XXXIA morte do ervanário deu muito que falar na aldeia, não só pela qualidade de homem que era aquele, como pelas circunstâncias, no meio das quais o facto sucedera. O resultado da eleição, conquanto momentoso, não distraía do assunto as atenções; pois que, tendo sido sucessos simultâneos, associavam-se naturalmente nas conversas e discussões, e um chamava o outro.
O ervanário não fora colhido desprevenidamente pela morte; havia muito tempo que fizera as suas disposições e por elas legara a Augusto tudo quanto possuía, isto é, alguns livros, entre os quais a Polianteia, e o preço, quase intacto, que recebera pela casa expropriada.

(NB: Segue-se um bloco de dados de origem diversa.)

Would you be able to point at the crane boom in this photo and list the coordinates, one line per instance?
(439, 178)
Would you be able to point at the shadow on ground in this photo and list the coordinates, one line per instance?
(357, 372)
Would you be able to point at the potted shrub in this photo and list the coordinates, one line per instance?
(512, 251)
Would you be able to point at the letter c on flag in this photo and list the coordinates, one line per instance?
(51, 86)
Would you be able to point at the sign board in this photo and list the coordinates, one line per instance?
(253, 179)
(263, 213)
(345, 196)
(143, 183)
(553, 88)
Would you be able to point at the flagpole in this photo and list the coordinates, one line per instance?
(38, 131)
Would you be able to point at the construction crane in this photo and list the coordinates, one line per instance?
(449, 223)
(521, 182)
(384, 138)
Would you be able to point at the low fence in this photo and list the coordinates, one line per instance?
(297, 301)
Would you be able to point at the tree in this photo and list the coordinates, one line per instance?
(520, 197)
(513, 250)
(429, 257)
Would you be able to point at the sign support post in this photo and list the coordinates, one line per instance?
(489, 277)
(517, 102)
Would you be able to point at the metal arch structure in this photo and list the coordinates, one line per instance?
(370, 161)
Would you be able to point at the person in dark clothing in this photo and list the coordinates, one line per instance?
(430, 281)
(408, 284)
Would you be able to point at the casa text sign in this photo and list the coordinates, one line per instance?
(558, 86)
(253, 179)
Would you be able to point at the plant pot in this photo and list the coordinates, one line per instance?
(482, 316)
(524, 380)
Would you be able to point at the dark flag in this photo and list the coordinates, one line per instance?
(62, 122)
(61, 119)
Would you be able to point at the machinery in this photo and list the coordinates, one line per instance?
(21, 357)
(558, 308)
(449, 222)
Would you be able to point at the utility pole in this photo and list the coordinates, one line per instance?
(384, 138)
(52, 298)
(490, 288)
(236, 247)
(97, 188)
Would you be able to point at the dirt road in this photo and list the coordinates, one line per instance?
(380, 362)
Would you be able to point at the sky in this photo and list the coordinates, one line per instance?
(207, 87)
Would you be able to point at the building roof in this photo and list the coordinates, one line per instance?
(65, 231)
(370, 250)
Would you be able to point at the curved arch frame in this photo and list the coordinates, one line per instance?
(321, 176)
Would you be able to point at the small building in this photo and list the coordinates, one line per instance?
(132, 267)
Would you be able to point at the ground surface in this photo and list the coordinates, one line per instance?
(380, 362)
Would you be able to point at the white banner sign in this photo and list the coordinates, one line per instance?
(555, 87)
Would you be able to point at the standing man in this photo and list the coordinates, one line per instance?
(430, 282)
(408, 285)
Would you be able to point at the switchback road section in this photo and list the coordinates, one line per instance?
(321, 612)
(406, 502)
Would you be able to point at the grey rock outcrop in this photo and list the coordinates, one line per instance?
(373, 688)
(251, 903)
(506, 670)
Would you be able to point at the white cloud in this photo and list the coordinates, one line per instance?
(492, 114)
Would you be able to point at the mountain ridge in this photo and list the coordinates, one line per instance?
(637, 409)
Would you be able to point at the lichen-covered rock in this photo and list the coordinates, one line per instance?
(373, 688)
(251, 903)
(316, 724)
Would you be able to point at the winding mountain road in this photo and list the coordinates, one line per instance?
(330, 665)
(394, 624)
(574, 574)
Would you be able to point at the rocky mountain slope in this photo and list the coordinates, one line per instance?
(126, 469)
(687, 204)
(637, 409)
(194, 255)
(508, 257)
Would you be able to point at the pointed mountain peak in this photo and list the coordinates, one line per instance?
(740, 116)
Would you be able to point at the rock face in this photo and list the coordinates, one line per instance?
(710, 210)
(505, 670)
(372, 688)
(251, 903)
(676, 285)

Logo que estas disposições foram sabidas, não faltou quem achasse nelas a explicação da amizade desvelada com que Augusto sempre tratara o velho, e do piedoso acatamento com que o recebera em casa, assim que da sua o expeliram.
Nós que, por um direito legítimo e inauferível, podemos julgar a fundo do carácter de Augusto asseguramos que eram inexactos tais juízos.
É uma triste verdade esta da pouca ou nenhuma fé que se tem no desinteresse dos outros! Não há explicação mais difícil de ser recebida do que a que se fundamenta num sentimento nobre de abnegação ou de generosidade.
É preciso que duvidemos muito de nós mesmos, para assim desconfiarmos do próximo. Porque afinal o que é verdade é que a mais exacta e infalível ciência do coração humano só se adquire pelo estudo do próprio coração: esse é o único que nos está bem patente.
É por isso que as melhores almas são, de ordinário, as mais crentes.
Um homem a quem a desconfiança tenazmente escuda contra todas as aparências de virtude, ainda as mais insinuantes, tem já tão inquinado o coração como supõe o dos outros.
O enterro do ervanário verificou-se no dia seguinte ao da morte e foi muito concorrido.